Metro and Kanaplex can be mixed supposedly.. Seachems reps have encouraged it in some cases and I've known people to do it, but I wouldn't go there myself since both can be stressful on the kidneys. At this point, I would go the parasite pellet (Jungle or self made) approach since it will get the parasites and may help any residual secondary bacterial issue. 

Oh and the boy I'm treating now for an internal case had mucasy white poo that cleared up to some degree with Metro and fully with Kanaplex. It was like..almost fluffy poo.. very odd. Never seen anything like it and could find only one obscure and not followed through forum post talking about it.


----------



## Sakura8 (May 12, 2011)

I think the reluctance to take Jungle pellets has more to do with the ingredients (mostly wheat) but unfortunately, as I noted, Kanaplex can be hard to find.  I wish it wasn't. I personally haven't seen Seachem Metro but I have found Hikari Metro which could be used as a food soak. Another option, although a bit more expensive and requiring a short wait for shipping, is to get kanamycin flakes from online. www.angelsplus.com in the medicated food section.


----------



## Zorra (Dec 30, 2011)

I thought I'd come by and give an update. I went to petsmart twice today, unfortunitly it was before I saw your most resent posts about the food. I did look at some of the food that was sugested before but since I'm a bit squeemish, the rep pointed me towards a parasite free food, likely what you pointed out above but they didn't have any in stock. 

I was able to trade the ten gal aquarium for a smaller betta tank of 3.5gal. It's rather large in my opion and is a bit taller then I should like, but I'm going to get two guppies and some snails to share the space later on. It didn't come with a heater but it does come with colored lights that have ten different intensity settings and a filter. My friend is going to buy me a small air pump next payday and a vacume hose for the rocks. So nice of him. He's into crustations and wants to get a crab for my tank. No way! The light is powerful enough to heat the water in a controled setting so she said a heater wouldn't be needed. I'll try it out. 

Sadily, I had to return the water conditionar with the tank set, the new one didn't come with conditioner, so I bought a bottle of Prime, which is what the rep told me to switch too when I bought the meds the day before. It's got a slimecoat protection mixed into it. My friend forgot to put the bottle in my bag and had it in his pocket so I'm not able to change Jupitors water tonight. I have some water sitting out that's been sitting since yesterday, is it safe to use it or should I just wait till I have the conditioner. I really want to get him out of this water, I think it's harming more then helping. I'm also not able to add that last fizz tablet now.

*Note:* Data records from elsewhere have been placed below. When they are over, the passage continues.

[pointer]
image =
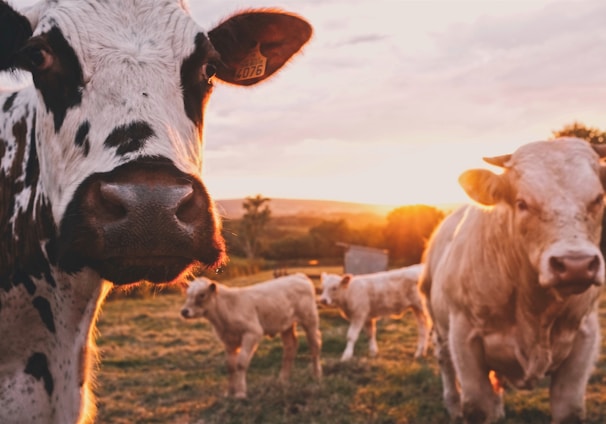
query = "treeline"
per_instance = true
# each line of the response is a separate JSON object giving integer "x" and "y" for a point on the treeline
{"x": 403, "y": 232}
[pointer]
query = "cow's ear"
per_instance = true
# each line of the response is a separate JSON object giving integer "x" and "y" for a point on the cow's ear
{"x": 255, "y": 44}
{"x": 483, "y": 186}
{"x": 15, "y": 30}
{"x": 345, "y": 280}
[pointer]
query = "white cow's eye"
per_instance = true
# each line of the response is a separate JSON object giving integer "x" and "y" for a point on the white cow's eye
{"x": 521, "y": 205}
{"x": 36, "y": 58}
{"x": 209, "y": 70}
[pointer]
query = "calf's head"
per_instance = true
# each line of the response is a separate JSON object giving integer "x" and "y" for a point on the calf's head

As for the fizz tablet I did pick up some AQ salts and got help with the dossage, and a strick warning not to use to much or I'd kill him. She told me NOT to mix AQ with the parasite meds. Since he's had two doses of the Parasite meds and I think they've all fallen off and the bettafix meds, instead of giving him a thrid dose for good messure, I'm going to put AQ salt in the tank tomorrow. That'll be a 48 hr break between treatments that way. I think I only have to use this once.... After that would it be okay to wait 24hrs and if he's doing better, change 100% water, scrub tank down, then use the Epson salt treatment? I don't want to use to much salt back to back or overdose him with treatments. The wonds on his sides are gone, there's only a faint mark left where the worst one was. I medicated for them within two hours so I'm hoping if he did get an infection it's not a serious one. I'm still not convenced he's got internal parasites, it just doesn't feel like the right answer. I'm leaning more towards mild poisoning but not sure from what so maybe it is infection. 

The reps reviewed him today and their convinced it was flukes and that they came from the tap water I put in the tank. AQ salt will help prevent a reacurrance of that correct? Can I use salts with a fliter? She told me to wash the new tank and all things going in it, then to treat it and let it sit up to a week before putting Jupitor in it. She wants me to be sure he's well before transfering him, then to get rid of the stuff in his current tank. I think one of you said something similar above too.

Good news on Jupitor though. He's still mooping about but he did come out of his corner. He's mostly been slowly, casually swimming around the cage then settles near the center of it and just rests. He's waving his fins a bit more then before an he's sitting normally rather then trying to stand in the tank. I've not seen him come to the surface for air as often and he even took a little food a few mins ago! I'd have to say I sence relucatance in him. He's not been itchy at all today! I was able to rise the water temp a little more to about 75 that's the best I can do. I'll try the towel idea once the temp starts to drop in a few hours. He did spread his fins for me before I feed him, I took that as a good sign. I'll let you know how he's doing in a few hours. Thank you both so much for all your advice and assistance. This is one stuborn fish, if anyone can hold out and resist illness it's Jupitor.


----------



## Pitluvs (Jun 22, 2011)

I just wanted to say, since Sakura is covering you on the treatment part... you shouldn't add any more fish to a 3.5g than your Betta. Usually you do not add fish to anything under 10g with a Betta. You could do some small snails or some shrimp though. Your Betta doesn't need friends


----------



## Sakura8 (May 12, 2011)

I do want to offer a warning: be careful about advice that pet store employees give. Not all pet store employees really know what they are talking about so when in doubt, ask here.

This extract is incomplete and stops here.